丁寧に描かれた和風ファンタジー
★★★☆☆
雑誌「なかよし」で同名・漫画化されている作品の第一巻。
主人公ルナが平穏な生活を離れ、妖界ナビゲーター=妖界ナビとして
旅立つまでのお話です。
主人公ルナは、食べることが大好きな小学三年生。
両親の顔も知りませんが、明るく優しい性格で皆から好かれています。
小さい頃は仲の良かった友だちが、なぜか最近冷たいことに心を痛めて
いますが…
そんな日常に突然降ってわいたような事件とは?
漫画を先に読みましたが、ほとんど違和感はありません。
文量も多くはなく、大人が読めば1日で終わる程度です。
丁寧な文章で、まわりくどい言い回しもなく、大変読みやすく感じます。
優しい表現に反して痛々しい描写が多いので、苦手な方には注意が必要
かも知れません。
自分の素性を知らないはずのルナが突然力を発揮したり、タイミングよく
アイテムが出てきたりと、現実的に傷つくかと思えば都合よくお話が進ん
だりで、その落差は気になりました。
今後ルナと道中と共にする妖怪スネリともっけ、一巻では名前だけですが
都和子先生といった重要キャラも登場します。
まだまだ導入といった感じですので、今後の展開に期待します。
妖怪「家なき子」
★★★★☆
児童書の中では、それなりに大人が読めるレベル。
ハリー・ポッターやらバッテリーやら、大人でも読むのが面倒なものよりは、こちらを進めたいです。ただ主人公ルナの立場や人生は凄惨で、子供にはつらい残酷描写もあるので、ある程度は善悪の判断がついた年頃の子供〜が理想でしょうか。

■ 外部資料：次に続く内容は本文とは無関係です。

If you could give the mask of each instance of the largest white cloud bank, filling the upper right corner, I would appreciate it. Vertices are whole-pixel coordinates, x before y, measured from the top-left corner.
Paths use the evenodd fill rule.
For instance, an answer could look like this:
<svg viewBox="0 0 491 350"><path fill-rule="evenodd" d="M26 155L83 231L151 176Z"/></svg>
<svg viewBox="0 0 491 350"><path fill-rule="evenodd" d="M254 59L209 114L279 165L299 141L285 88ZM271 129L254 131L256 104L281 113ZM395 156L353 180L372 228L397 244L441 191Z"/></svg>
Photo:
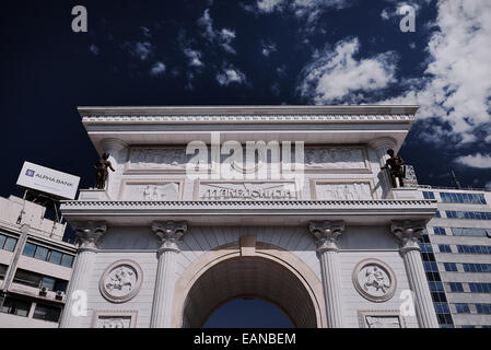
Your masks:
<svg viewBox="0 0 491 350"><path fill-rule="evenodd" d="M382 103L418 104L420 119L448 122L452 130L434 133L434 142L448 135L474 142L474 131L491 121L491 1L439 1L437 9L420 89Z"/></svg>

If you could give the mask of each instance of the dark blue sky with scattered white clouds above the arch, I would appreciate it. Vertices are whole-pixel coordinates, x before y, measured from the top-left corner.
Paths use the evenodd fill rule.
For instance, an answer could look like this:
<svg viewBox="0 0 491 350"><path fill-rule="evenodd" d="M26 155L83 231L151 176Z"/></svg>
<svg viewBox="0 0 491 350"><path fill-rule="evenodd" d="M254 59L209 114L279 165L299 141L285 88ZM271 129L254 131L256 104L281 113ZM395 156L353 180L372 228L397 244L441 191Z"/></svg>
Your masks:
<svg viewBox="0 0 491 350"><path fill-rule="evenodd" d="M420 104L401 149L420 184L452 186L452 167L491 188L491 2L471 2L408 1L416 33L395 0L3 3L0 195L24 161L94 185L85 105Z"/></svg>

そこさえ気をつければ、戦闘描写もシンプルながら考えられていますし、訴えかけてくるテーマは切実で重く、心に残ります。
そのへんのライトノベルよりは普通に良作。少なくとも作者の真摯な姿勢が見えて好感です。
オリジナリティは?
★★☆☆☆
半妖といえば「犬夜叉」。第三の目といえば「遊戯王」を思いつく。
加えて流行の陰陽師テイスト。超能力。伝説の子。こどもが好きそうなものがたくさんつまっている。
狙っているのはわかるが、一巻を読んだ時点では人気漫画などのおいしいとこどりに終わっているように思う。
妖界に魅力を感じる。どんなところかもっと知りたい。